I was flicking through blogs looking for some inspiration and I stumbled upon a quote that Janelle Law had posted on her page, “everybody is a genius.but if you judge a fish by its ability to climb a tree it will live its whole life beleiving that it is stupid”. This famous Einstein quotation made me think about the following short story that we read in my EPHYC class:

 The Animal School

Once upon a time, the animals decided they must do something heroic to meet the problems of a “new world”. So they organized a school. They adopted an activity curriculum consisting of running, climbing, swimming and flying. To make it easier to administer the curriculum, all the animals took all the subjects. The duck was excellent in swimming, in fact better than his instructor, but he made only passing grades in flying and was very poor in running. Since he was slow in running, he had to stay after school and also drop swimming in order to practice running. This was kept up until his webbed feet were badly worn and he was only average in swimming, so nobody worried about that except the duck. The rabbit started at the top of the class in running, but had a nervous breakdown because of so much make-up work in swimming. The squirrel was excellent in climbing until he developed frustration in the flying class where his teacher made him start from the ground up instead of from the treetop down. He also developed a “charlie horse” from overexertion and then got a C in climbing and a D in running. The eagle was a problem child and was disciplined severely. In the climbing class he beat all the others to the top of the tree, but insisted on using his own way to get there. At the end of the year, an abnormal eel that could swim exceedingly well, and also run, climb and fly a little, had the highest average and was valedictorian. The prairie dogs stayed out of school and fought the tax levy because the administration would not add digging and burrowing to the curriculum. They apprenticed their children to a badger and later joined the groundhogs and gophers to start a successful private school.
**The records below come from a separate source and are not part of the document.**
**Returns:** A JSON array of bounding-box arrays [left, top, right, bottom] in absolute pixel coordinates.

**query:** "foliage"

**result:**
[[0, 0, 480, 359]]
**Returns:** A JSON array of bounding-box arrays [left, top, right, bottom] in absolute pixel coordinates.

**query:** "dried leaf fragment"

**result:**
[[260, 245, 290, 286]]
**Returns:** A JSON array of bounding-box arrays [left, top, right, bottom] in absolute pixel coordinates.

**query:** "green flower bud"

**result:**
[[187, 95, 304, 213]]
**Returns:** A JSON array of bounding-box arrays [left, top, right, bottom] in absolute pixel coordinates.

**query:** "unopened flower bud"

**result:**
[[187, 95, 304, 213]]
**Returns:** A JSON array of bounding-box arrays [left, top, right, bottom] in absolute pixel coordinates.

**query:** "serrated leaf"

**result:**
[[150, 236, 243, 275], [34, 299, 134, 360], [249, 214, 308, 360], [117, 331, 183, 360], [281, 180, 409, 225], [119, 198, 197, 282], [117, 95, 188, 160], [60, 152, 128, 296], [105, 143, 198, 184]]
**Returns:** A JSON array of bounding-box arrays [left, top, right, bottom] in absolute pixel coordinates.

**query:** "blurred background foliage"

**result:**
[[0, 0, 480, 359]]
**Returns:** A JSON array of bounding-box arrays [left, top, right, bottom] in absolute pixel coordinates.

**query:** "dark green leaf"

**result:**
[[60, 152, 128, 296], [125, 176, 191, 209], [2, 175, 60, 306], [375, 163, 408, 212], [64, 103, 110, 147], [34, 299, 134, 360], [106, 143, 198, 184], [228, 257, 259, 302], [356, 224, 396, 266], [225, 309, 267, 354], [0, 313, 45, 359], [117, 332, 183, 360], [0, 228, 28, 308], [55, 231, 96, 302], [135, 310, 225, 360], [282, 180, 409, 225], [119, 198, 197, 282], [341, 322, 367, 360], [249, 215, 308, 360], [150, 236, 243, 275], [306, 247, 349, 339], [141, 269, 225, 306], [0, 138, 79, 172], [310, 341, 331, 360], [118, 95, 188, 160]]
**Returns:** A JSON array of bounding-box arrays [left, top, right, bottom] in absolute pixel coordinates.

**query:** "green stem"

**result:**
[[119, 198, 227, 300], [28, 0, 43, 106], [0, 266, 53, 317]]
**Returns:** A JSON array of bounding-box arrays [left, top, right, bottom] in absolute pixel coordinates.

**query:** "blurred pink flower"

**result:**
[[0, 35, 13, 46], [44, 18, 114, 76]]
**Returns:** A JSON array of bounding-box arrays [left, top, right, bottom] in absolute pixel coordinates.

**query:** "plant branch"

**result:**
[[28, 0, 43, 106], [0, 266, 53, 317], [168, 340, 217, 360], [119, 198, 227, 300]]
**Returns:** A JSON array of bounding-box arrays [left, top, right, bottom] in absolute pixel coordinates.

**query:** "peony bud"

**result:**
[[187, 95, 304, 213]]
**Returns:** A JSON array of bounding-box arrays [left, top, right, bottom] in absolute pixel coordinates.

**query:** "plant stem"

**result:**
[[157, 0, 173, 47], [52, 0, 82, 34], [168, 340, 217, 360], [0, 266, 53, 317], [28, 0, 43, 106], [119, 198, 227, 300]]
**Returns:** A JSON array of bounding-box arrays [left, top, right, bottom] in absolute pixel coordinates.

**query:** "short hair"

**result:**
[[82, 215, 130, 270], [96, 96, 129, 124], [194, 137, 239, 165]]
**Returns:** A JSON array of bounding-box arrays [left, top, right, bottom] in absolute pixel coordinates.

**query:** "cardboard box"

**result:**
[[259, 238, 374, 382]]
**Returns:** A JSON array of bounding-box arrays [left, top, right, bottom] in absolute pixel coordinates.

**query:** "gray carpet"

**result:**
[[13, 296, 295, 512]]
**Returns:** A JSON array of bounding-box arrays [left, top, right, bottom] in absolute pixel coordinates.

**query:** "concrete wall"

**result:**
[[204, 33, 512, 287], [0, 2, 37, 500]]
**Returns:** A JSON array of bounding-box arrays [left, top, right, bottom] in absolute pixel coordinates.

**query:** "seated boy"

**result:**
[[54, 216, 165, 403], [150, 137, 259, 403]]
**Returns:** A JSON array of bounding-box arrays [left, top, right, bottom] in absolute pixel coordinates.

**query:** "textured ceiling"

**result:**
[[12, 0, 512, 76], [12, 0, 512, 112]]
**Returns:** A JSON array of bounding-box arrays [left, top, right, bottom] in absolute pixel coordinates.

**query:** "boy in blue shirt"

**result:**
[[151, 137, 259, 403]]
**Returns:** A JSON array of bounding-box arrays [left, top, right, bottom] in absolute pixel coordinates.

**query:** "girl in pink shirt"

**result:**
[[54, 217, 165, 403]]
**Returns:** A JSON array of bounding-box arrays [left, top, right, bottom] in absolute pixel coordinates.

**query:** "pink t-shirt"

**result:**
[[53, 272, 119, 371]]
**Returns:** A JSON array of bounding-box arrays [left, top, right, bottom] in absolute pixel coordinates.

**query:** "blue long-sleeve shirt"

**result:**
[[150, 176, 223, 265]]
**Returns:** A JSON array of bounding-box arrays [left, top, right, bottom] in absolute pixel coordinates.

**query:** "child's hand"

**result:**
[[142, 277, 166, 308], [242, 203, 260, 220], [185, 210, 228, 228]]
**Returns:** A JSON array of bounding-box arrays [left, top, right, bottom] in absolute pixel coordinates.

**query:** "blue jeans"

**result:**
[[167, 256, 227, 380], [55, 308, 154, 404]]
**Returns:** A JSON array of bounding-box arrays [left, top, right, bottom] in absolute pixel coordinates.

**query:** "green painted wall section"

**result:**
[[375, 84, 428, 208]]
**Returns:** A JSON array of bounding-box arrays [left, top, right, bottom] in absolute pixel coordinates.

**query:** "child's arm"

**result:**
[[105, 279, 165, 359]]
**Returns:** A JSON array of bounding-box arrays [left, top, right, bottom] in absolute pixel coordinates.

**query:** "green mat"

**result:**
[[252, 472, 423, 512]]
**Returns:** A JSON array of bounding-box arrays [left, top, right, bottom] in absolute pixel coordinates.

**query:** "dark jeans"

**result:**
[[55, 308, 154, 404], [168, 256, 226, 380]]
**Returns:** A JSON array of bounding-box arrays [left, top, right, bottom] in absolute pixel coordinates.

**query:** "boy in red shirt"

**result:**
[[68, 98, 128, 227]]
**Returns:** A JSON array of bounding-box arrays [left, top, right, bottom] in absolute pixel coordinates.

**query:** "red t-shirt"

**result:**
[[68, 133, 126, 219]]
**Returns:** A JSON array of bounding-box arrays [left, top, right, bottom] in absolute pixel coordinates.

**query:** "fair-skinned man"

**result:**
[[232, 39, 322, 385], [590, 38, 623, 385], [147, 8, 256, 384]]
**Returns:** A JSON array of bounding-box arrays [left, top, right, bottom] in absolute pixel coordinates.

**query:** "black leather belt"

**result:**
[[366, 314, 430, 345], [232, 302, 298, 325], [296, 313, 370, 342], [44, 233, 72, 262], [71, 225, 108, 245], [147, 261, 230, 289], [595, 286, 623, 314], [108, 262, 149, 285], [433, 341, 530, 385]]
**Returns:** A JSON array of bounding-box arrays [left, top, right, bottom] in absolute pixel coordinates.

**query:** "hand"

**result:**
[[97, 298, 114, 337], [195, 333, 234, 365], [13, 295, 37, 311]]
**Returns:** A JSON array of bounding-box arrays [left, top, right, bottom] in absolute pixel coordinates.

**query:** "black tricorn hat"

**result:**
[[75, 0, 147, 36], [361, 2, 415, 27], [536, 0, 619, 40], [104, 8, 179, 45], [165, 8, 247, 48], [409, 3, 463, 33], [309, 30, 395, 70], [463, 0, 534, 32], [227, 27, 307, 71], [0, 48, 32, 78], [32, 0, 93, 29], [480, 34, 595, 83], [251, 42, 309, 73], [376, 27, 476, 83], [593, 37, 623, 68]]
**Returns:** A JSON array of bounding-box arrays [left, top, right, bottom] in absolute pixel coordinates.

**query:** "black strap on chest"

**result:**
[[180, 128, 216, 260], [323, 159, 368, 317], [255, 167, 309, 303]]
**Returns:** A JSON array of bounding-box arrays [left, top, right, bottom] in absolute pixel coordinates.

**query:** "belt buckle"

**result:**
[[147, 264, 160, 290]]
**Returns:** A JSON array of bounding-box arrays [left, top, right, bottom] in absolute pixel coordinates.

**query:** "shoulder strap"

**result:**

This story and Einstein’s quote made me think about how importance of knowing the students in your class and their strengths and their weakness. I think that sometimes teachers try so hard to “fulfill the curriculum” and ensure “equity” in the classroom, that student’s strengths are clouded by their weakness. As teachers how can we create a classroom that uses students strengths to improve their area of weakness? As a teacher I want to liberate students and encourage their talents, interests and abilities, while also challenging them to try and improve at their areas of struggle. As a teacher I think it is important that students recognize that it is okay if they are not excellent at everything, and it is okay if they might not succeed at something at first. I think this is where differentiation and adaption’s come into play. Who is in my class? What are their learning needs and what can be done to try and help assist them in their success?

I think that the story of the animal school shows an opposite theory to this. In this fictional school all students were treated like equals but were not reated fairly. Their strengths were not valued because they were expected to perform equally well in all subject areas. The teacher of this school did not alow for students to achieve a task in their own way and put great emphasize on the student’s grades. All of the animals stopped exceeding in their areas of strength because they were forced to put all of their effort in their areas of weakness.

What do you think the role of student’s strengths should be in the classroom? How much emphasize should be put on students area of struggle? Do you think that the Animal School was structures for sucess?